That's All She Wrote

Name:
Location: Minneapolis, MN

Tuesday, June 12, 2007

Active Schmactive

My whole life I've gone through exercise "phases." I'll spend awhile being fairly lethargic (though I've always reasoned that teaching is a physically active job, and I do try to take the stairs instead of the escalator when I'm at the mall), and then I'll decide it's time to get serious and get myself into an exercise routine. When I got married, I thought Mark would be a great exercise partner/motivator. He was a soccer player who liked to go for morning runs and do active, outdoor things like camping and hiking. Perhaps it's actually my more sedate lifestyle that's rubbed off on him, though, as evidenced by last night's conversation.

"Are you going to the Y tonight, Mark?"

"I don't think so. I'm too tired."

"You sat at your desk all day and then sat in a meeting at church tonight. You should get some exercise."

"It's too hot to go out. Besides, I did walk to the refrigerator to get my lunch."

Sunday, June 10, 2007

Really Bad Timing

When we first moved into our urban Minneapolis home three years ago, Mark and I were too nervous to leave our front door open if we just left the room for a minute. Time has granted familiarity with our neighborhood, and now I regularly leave the front door open to let in the fresh outdoor breezes for hours at a time. Mark has never been completely comfortable with such casualness, but I've assured him that I do it all the time and nothing weird has ever happened.

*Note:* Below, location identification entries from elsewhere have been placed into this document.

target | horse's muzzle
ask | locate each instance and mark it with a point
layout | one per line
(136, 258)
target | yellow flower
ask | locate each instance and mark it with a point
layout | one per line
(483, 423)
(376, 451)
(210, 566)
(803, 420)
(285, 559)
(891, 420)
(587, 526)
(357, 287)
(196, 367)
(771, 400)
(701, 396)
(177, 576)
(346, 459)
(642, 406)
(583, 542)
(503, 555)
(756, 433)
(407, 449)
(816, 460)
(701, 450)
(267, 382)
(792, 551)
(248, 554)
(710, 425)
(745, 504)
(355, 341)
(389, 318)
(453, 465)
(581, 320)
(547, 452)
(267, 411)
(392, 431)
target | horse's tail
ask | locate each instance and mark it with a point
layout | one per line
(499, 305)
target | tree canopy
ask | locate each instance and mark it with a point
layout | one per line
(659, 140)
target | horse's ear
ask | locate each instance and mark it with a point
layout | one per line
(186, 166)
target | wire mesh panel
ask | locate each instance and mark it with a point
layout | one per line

Of course the one day that Mark is home alone with the front door open--I left for 20 minutes to get an iced chai--is the day that two unsolicited eastern European cleaning ladies let themselves in, call, "Hello? Hello?" and are in our upstairs bedroom with all their cleaning supplies before Mark even has a chance to figure out what's going on.

He was angry about the incident, and tragically sent them away. To me, it seemed like a fortuitous gift from above. Why don't cleaning ladies ever show up to clean the house when I'm home??

Monday, June 04, 2007

I Will Not Be Wearing Flip-Flops Again Tomorrow

"Nah," Yee said calmly this morning, while casually pointing toward my desk in the front of the room. He followed up with another short phrase in Hmong, in which I could pick out "nah" again. "Nah," is the word for "eat" in Hmong, so I was confused. Was he making some comment about my lunch?

"What are you saying, Yee?" I prompted him with a smile. Rather than ignoring their Hmong, I've been trying to get them to translate for me.

"Mou, teach-ah," he said. Accustomed to the way the Hmong drop all final consonants while speaking English, I ran through the words in my head that "mou" could be. Mouth, mount, month, milk (their pronunciation of "milk" basically sounds like "mou" as well)...

"MouSS, teach-ah!" Kia said insistently.

I got it.

"Mouse? Really?" I glanced toward my desk. Yee was smiling, so I guessed maybe he was trying to say that he saw something that he thought looked like a mouse but realized that it was a scrap of paper. Or something like that. I heh-hehhed nervously. Then Yee stood up and walked over to my desk and jostled a piece of poster board leaning up against the space in between the wall and my desk. Like a bad dream, we watched the little brown mouse race across the front of the classroom and into the kitchen, which is next door. I screamed, bolted for the back of the room and jumped up onto a chair, just like in the movies, but I swear, it was total instinct.

Apparently, this is instinct in America. My students laughed and laughed at me, and told me how the mice in Thailand are much bigger than American mice and that their homes were full of mice who sometimes chewed on their toes at night. Kia would kill them by whacking them with her children's toys.

My heart continued to pound for at least another ten minutes, but I tried to play it cool and pretend like I wasn't really that afraid of mice. And believe me, I'll never forget that "nah" means both "eat" and "mouse" in Hmong.

Friday, June 01, 2007

I Was Born on May 25,1977, Which Means I'm 30

For the most part, turning 30 has been pretty uneventful. I feel the same, I look the same, I still don't have any gray hair, and those fine lines around my eyes--well, they've been around for two years already, so I can't attribute them to 30. The only thing that gets me just a tiny bit is my students constantly referring to themselves as old. It's kind of their schtik; when they can't remember how to say something in English, or when they make basic mistakes they lament, "Teach-ah, I OLD! I no say English Teach-ah, I OLD!" If they were, say, in their 60s or 70s, I wouldn't take it personally. But my eldest student was born in 1968. Now maybe I too would feel old if I had eleven children and two grandchildren, regardless of my biological age of 39 (that would be Mai Chue).

But still, I'm getting a bit of a complex.